Elżbieta Bieńkowska, European Commissioner for Internal Market, Industry, Entrepreneurship and SMEs, said in her opening message that "it has never been more important to invest in the skills and abilities of our citizens. To ensure competitiveness, for innovation to thrive, and to attract investment, Europe needs to upskill and reskill its workforce. Skills are necessary to address our policy priorities and horizontal challenges: sustainability, industrial transformation, new forms of work, automation and digitalization, global competition and an ageing population".
The skills for industry strategy must introduce a paradigm shift to the ecosystem of workforce planning, education and training provision for skills development. Massive investment by industry and governments is needed with the support of EU funding. Joost Korte, Director General for Employment, Social Affairs and Inclusion stressed that Europe needs a skills revolution. Social partners are crucial. Investing in skills development at all stages of life will be essential to leave nobody behind and to make sure we have the skills that will drive innovation and competitiveness. All individuals should benefit from lifelong learning opportunities, as well as from modern education methods using tech-based tools and modern teaching and delivery methods.
Thierry Baril, Chief Human Resources Officer of Airbus, called for joining forces: “It is time to create an international forecasting group together with institutions and education and companies in order to work with a prospective view of the next 5, 10 years on the future of skills.” Calls for closer collaboration resonated with many speakers. Nicolas Schmit, Member of the European Parliament, said that “We have to be able, as business leaders, as politicians, as trade unions, to organise and manage this change for the good of everybody”
EU countries and the EU need to adapt funding programmes for workforce education and training and to provide financial incentives to cope with the rapid technological change and the transition to a carbon-neutral economy. Individuals and organisations need to be better supported in acquiring new skills. There are many good practice programmes. They should be scaled up to serve significantly more adult learners.

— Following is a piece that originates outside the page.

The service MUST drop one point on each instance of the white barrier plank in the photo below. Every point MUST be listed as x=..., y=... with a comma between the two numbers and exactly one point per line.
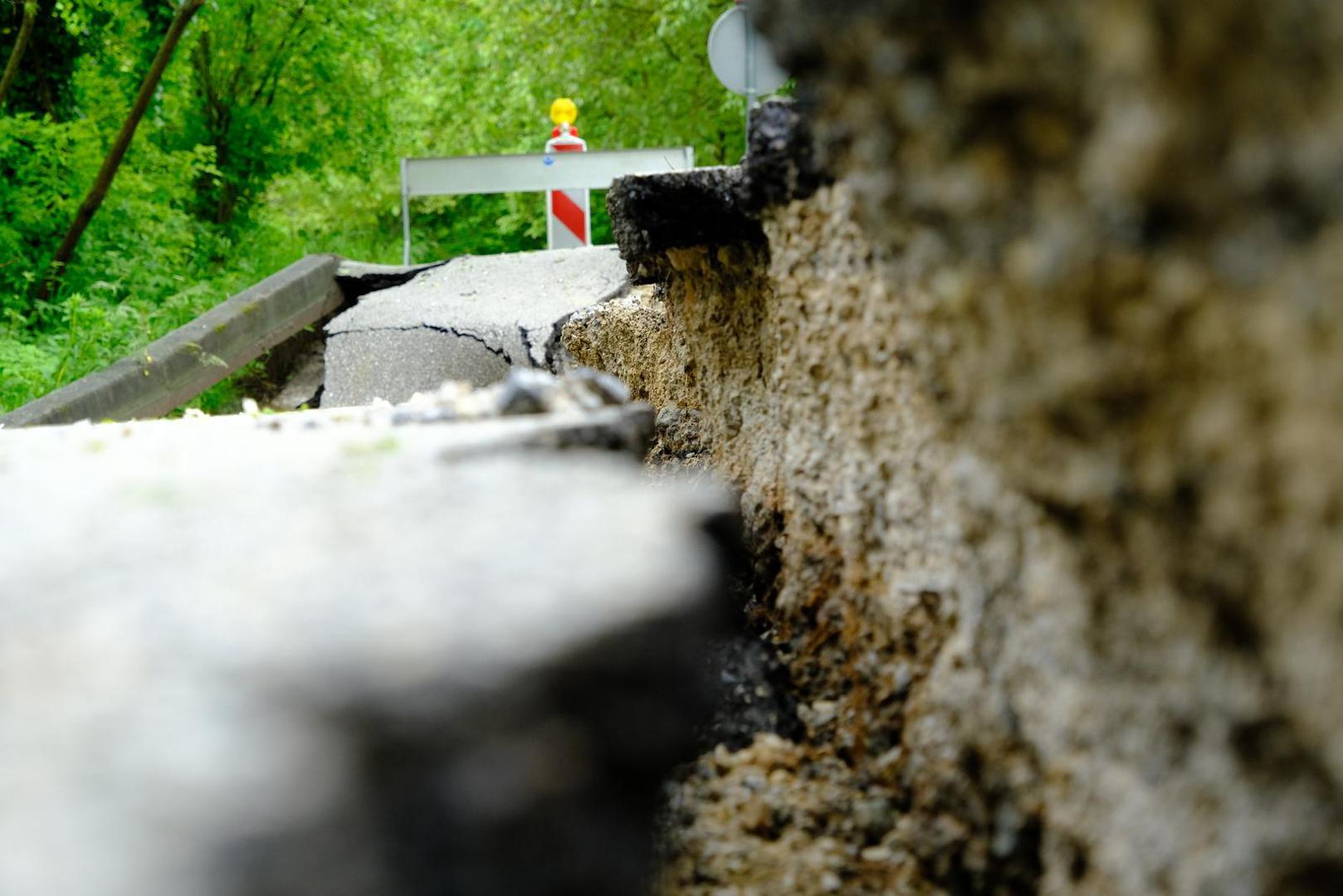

Learning from best practices should guide the focusing and improvement of national, regional and European funding programmes and incentives.
Slawomir Tokarski, Director at the Directorate-General for Internal Market, Industry, Entrepreneurship and SMEs underlined the utmost importance of the issue of skills, which is reflected in the proposals of the Commission for the future multiannual financial framework. Implementation needs to build on scaling-up proven successes and aim at best practices. There is a need to mobilise relevant financial and funding instruments at all level, and to make them more easily accessible. There is also a strong argument to explore proposals for individual learning accounts and loan system income sharing agreements. Finally, there is a need to better integrate clusters, digital innovation hubs and VET excellence competence centres. The skills issue is a concern for all: a coordinated effort for up-skilling and re-skilling with significant impact is needed.